Repacked the curiosities and purchases from Canton and Hongkong, and made up our accounts.

About noon we passed a tall bamboo sticking straight up out of the water, and wondered if it were the topmast of some unfortunate junk sunk on the Paranella Shoal. There were many flying-fish about, and the sunset was lovely.

Sunday, March 11th. - We feel that we are going south rapidly, for the heat increases day by day. The services were held on deck at eleven and four.

About five o'clock I heard cries of 'A turtle on the starboard bow,' 'A wreck on the starboard bow.' I rushed out to see what it was, and the men climbed into the rigging to obtain a better view of the object.

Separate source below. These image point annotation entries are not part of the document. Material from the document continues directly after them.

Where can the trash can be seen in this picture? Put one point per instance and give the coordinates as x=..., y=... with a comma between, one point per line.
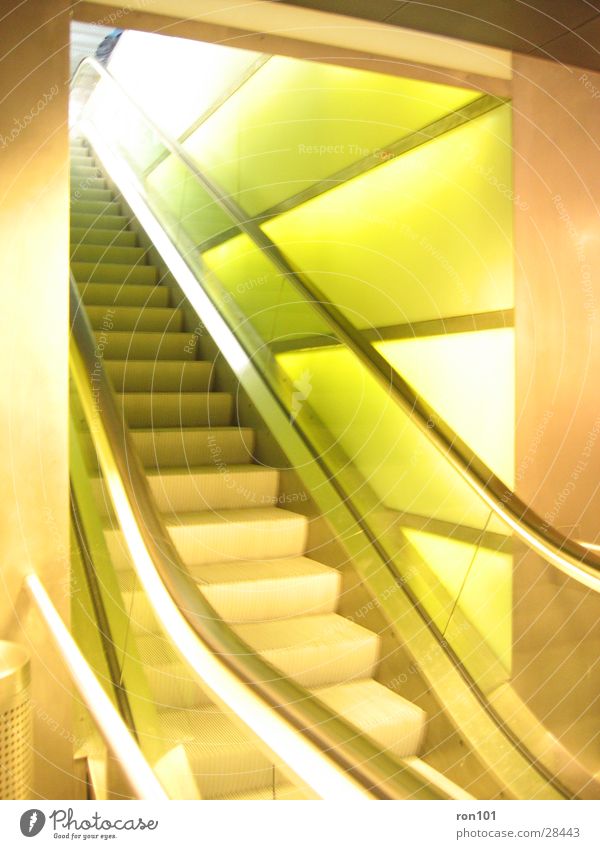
x=16, y=727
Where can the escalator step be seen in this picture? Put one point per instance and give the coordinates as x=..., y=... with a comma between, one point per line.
x=128, y=295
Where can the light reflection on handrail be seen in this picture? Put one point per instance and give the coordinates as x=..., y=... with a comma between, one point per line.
x=115, y=733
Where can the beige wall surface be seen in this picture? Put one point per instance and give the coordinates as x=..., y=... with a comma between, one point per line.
x=557, y=283
x=557, y=240
x=34, y=515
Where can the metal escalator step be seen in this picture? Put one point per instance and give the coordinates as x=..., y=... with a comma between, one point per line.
x=396, y=724
x=169, y=409
x=80, y=191
x=213, y=488
x=80, y=151
x=260, y=590
x=144, y=345
x=161, y=375
x=315, y=651
x=123, y=255
x=113, y=272
x=101, y=220
x=250, y=591
x=222, y=757
x=127, y=295
x=82, y=167
x=282, y=792
x=144, y=317
x=168, y=447
x=96, y=236
x=95, y=207
x=241, y=534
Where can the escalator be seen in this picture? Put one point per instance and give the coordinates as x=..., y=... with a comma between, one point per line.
x=295, y=557
x=247, y=554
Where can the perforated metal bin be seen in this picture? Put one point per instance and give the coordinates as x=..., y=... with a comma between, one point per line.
x=16, y=728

It proved to be a large piece of wood, partially submerged, apparently about twenty or thirty feet long. The exposed part was covered with barnacles and seaweed, and there was a large iron ring attached to one end. We were sailing too fast to stop, or I should have liked to have sent a boat to examine this 'relic of the sea' more closely. These waifs and strays always set me thinking and wondering, and speculating as to what they were originally, whence they came, and all about them, till Tom declares I weave a complete legend for every bit of wood we meet floating about.

Tuesday, March 13th. - About 2.30 a.m. the main peak halyards were carried away. Soon after we gybed, and for two or three hours knocked about in the most unpleasant manner. At daybreak we made the island of Pulu Lapata, or Shoe Island, situated on the coast of Cochin China, looking snowy white in the early morning light.

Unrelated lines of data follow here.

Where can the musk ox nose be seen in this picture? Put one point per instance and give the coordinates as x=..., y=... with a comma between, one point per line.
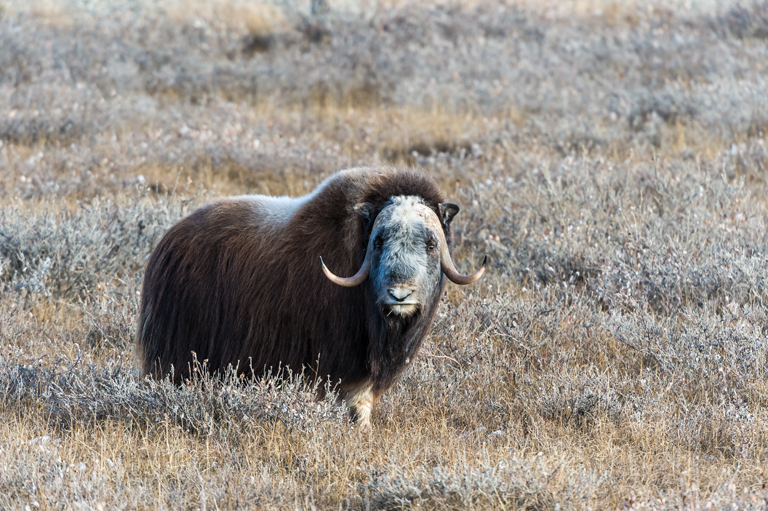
x=399, y=293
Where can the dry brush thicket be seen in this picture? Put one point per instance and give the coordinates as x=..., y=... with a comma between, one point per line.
x=610, y=158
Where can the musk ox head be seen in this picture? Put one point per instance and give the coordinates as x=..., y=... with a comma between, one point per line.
x=406, y=255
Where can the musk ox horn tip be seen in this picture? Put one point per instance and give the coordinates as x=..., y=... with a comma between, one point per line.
x=353, y=281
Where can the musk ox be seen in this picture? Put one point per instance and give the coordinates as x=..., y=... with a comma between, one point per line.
x=241, y=281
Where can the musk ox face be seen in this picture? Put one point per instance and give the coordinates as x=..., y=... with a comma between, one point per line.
x=406, y=253
x=405, y=260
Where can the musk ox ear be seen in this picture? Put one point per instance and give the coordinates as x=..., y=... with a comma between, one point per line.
x=365, y=210
x=448, y=210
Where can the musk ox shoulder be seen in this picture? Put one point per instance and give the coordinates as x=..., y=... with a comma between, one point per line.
x=240, y=281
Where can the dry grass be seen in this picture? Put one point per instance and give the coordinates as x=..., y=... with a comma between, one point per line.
x=612, y=163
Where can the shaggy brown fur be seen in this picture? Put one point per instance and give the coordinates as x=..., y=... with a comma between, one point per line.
x=239, y=282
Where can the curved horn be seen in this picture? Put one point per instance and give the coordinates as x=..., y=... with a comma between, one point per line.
x=450, y=270
x=356, y=279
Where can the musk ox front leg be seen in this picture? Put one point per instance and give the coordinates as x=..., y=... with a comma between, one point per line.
x=360, y=400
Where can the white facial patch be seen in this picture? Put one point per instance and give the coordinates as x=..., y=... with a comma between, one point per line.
x=404, y=264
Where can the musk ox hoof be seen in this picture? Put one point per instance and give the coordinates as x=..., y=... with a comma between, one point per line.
x=360, y=401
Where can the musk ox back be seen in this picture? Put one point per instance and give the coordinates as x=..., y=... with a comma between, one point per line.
x=239, y=282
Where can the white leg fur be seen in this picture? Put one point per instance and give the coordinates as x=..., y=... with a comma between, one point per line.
x=360, y=401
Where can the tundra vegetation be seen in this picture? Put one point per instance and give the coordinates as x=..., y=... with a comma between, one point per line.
x=609, y=157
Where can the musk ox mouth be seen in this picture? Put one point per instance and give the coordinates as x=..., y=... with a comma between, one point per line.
x=400, y=309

The day was certainly warm, though we were gliding on steadily and pleasantly before the north-east monsoon.

Wednesday, March 14th. - The monsoon sends us along at the rate of from six to seven knots an hour, without the slightest trouble or inconvenience. There is an unexpected current, though, which sets us about twenty-five miles daily to the westward, notwithstanding the fact that a 'southerly current' is marked on the chart.

March 16th. - There was a general scribble going on all over the ship, in preparation for the post to-morrow, as we hope to make Singapore to-night, or very early in the morning. About noon Pulo Aor was seen on our starboard bow. In the afternoon, being so near the Straits, the funnel was raised and steam got up. At midnight we made the Homburgh Light, and shortly afterwards passed a large steamer steering north. It was a glorious night, though very hot below, and I spent most of it on deck with Tom, observing the land as we slowly steamed ahead half speed.